GERSHMAN, THE LAW professor specializing in government misconduct, said that the prosecution’s behavior in the J20 case is disgraceful but not surprising.
“This was a big case. This was a case they had to win, they wanted to win. And when you want to win bad, you cheat,” he said referring to the Brady violation. “The prosecutors in this case cheated, and they got caught. And now the question is: What’s going to happen to them?”
The real problem, he said, is a system that grants prosecutors unchecked power. “The prosecutor has the power, in effect, of life and death, freedom and unfreedom. The prosecutor has the greatest power of any government official, and she enjoys almost absolute discretion in how she exercises that power.”
“If prosecutors can violate the rules with such impunity in a case like this,” Gershman said, “think of how frequently — in the hundreds of thousands of cases involving anonymous, poor, uneducated, minority defendants — prosecutors violate the rules to win.”
The Brady rule is an important part of getting justice for defendants. During the course of investigation of a crime, police will uncover all manner of evidence, both in favor of defendants and against them, that they hand over to prosecutors.

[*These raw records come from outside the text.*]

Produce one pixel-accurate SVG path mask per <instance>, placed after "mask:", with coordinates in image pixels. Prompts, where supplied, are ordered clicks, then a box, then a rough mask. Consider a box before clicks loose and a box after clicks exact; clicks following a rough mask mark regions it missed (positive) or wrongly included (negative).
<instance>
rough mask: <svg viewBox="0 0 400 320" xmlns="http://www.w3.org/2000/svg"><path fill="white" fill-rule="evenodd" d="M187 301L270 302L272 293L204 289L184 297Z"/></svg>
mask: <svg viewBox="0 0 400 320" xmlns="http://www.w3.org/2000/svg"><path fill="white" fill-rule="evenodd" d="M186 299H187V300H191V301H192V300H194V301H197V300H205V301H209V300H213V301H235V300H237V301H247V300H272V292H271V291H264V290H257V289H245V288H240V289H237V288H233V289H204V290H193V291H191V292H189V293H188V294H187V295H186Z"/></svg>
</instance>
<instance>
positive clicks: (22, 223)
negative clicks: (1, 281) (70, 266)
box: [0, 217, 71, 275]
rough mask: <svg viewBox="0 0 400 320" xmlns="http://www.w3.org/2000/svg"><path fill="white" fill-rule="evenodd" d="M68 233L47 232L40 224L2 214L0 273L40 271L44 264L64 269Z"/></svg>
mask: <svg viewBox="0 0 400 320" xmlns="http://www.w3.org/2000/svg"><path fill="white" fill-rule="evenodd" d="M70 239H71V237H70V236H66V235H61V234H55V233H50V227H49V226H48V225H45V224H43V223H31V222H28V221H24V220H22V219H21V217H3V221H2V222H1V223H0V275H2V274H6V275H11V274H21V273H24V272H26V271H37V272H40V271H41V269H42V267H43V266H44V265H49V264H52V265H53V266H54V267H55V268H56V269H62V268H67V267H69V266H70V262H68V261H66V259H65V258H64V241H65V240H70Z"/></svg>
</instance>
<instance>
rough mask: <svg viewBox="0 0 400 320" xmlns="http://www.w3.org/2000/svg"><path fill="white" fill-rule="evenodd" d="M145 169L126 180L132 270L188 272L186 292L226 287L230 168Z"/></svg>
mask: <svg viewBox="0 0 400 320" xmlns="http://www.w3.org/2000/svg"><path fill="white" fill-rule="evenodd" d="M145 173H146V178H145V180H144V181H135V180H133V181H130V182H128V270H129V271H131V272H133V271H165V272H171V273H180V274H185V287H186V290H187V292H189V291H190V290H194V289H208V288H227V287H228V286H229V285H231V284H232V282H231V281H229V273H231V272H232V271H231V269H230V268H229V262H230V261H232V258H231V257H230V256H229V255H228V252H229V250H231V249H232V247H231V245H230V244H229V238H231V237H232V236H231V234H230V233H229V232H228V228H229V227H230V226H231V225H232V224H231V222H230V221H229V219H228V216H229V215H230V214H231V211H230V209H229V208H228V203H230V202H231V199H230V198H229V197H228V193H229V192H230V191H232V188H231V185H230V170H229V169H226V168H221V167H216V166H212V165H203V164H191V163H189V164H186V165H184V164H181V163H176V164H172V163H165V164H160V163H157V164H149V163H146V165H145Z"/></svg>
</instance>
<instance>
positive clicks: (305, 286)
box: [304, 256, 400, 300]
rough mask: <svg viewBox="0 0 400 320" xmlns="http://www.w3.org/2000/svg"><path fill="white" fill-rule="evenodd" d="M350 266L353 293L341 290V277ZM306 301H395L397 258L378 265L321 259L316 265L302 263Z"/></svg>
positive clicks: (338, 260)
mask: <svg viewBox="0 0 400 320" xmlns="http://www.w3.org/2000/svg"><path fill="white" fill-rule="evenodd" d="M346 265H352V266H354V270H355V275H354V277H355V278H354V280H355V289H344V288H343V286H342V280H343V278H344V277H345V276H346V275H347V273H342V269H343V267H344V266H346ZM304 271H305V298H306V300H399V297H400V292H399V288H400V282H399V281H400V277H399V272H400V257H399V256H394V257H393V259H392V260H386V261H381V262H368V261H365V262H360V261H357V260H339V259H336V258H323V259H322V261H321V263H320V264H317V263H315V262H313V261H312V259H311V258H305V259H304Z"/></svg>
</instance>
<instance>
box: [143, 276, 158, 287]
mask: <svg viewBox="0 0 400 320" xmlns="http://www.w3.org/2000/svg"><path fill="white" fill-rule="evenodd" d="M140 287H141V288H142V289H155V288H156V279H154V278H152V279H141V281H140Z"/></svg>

Defendants and their lawyers have nowhere near the ability to get this information independently. If prosecutors share only the incriminating evidence and suppress the exonerating ones, then they are stacking the deck and the defendant will not be getting a fair trial.
Prosecutors have a great dal of power and must be held accountable and suffer the consequences of misbehavior if the system is to be cleaned up and true justice is to prevail.